ANA – Aeroportos de Portugal said that Ryanair’s announcement that it will end flights to the Azores is a “surprise”, revealing that “recent conversations” were “oriented towards increasing, not reducing” the offer.
Ryanair will close all flights to the Azores from March 2026, citing high airport taxes and “the Government’s inaction”, the low-cost airline announced this Thursday, 20th.
Questioned by Lusa, an official ANA source highlighted that “Ryanair’s statement comes as a surprise, with recent conversations with the Irish company aimed at increasing, not reducing, its flight offer to Ponta Delgada”.
The group, owned by French company Vinci, said that “the airport taxes in force in the Azores, the lowest in the network” remained unchanged in 2025, “with ANA not proposing any increase for 2026”.

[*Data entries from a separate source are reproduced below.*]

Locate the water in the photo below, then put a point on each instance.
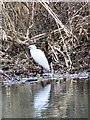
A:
(67, 99)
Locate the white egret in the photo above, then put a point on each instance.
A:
(39, 57)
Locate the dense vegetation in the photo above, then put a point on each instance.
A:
(61, 30)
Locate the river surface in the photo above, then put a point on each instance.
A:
(68, 99)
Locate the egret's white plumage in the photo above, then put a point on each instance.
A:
(39, 57)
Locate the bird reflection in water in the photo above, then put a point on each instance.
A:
(41, 100)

According to the concessionaire, “this cost reduction in real terms (that is, removing the effect of inflation) cannot therefore justify the company’s change in position”.
ANA also said that it maintains an open dialogue with Ryanair “to identify, in addition to the company’s known communication positioning, what the new contextual elements may have been”.

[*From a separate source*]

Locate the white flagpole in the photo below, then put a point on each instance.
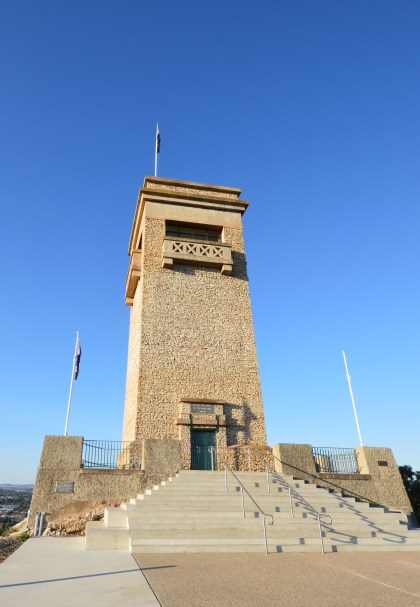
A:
(71, 384)
(156, 147)
(352, 397)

Furthermore, the company “maintains close collaboration with the Regional Government of the Azores and tourism entities to ensure the best air connectivity” to and from the region, “with Ryanair and other operators”.
The group recalled that the routes operated by Ryanair, between Ponta Delgada, Lisbon and Porto are also operated by SATA and TAP.

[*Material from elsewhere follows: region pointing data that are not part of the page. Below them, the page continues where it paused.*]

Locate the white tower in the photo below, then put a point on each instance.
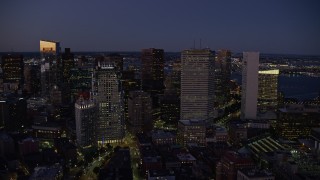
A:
(249, 92)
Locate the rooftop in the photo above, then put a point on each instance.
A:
(256, 173)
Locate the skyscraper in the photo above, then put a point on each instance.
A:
(12, 68)
(50, 51)
(268, 90)
(67, 63)
(140, 111)
(197, 84)
(152, 73)
(249, 92)
(86, 117)
(107, 90)
(222, 76)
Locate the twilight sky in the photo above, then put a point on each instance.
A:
(269, 26)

Ryanair announced today “that it will cancel all flights to/from the Azores from March 29, 2026, due to high airport taxes (set by French airport monopoly ANA) and the inaction of the Portuguese Government, which increased air navigation fees by +120% post-Covid and introduced a travel tax of two euros, at a time when other European Union (EU) states are abolishing travel taxes to ensure capacity growth, which It’s scarce.”
The company argues that “unfortunately, the ANA monopoly has no plan to increase low-cost connectivity with the Azores”, adding that ANA “faces no competition in Portugal – which has allowed it to make monopoly profits by increasing Portuguese airport fees without any penalty – at a time when competing airports in other EU countries are reducing fees to stimulate growth”.
Ryanair argues that the Government “must intervene and ensure” that national airports – “a critical part of the national infrastructure, especially in an island region like the Azores – serve to benefit the Portuguese people and not a French airport monopoly”.
Therefore, they consider that the competitiveness of more remote European regions such as the Azores is being harmed by what they call the EU’s anti-competitive environmental taxes.
“Or YOU ARE [sistema de comércio de emissões] from the EU only applies to intra-European flights, while longer-haul, more polluting flights to the US and the Middle East are excluded. Instead of making European aviation more competitive (by reducing the ETS), the EU expanded the ETS to cover remote regions like the Azores – exempting non-EU competitors like Turkey and Morocco. Ryanair again calls on Ursula von der Leyen to ensure a level playing field on EU environmental fees by immediately bringing ETS fees to levels equivalent to CORSIA [o esquema de compensação e redução de carbono para a aviação internacional que se aplica aos voos de e para países terceiros]”, they say.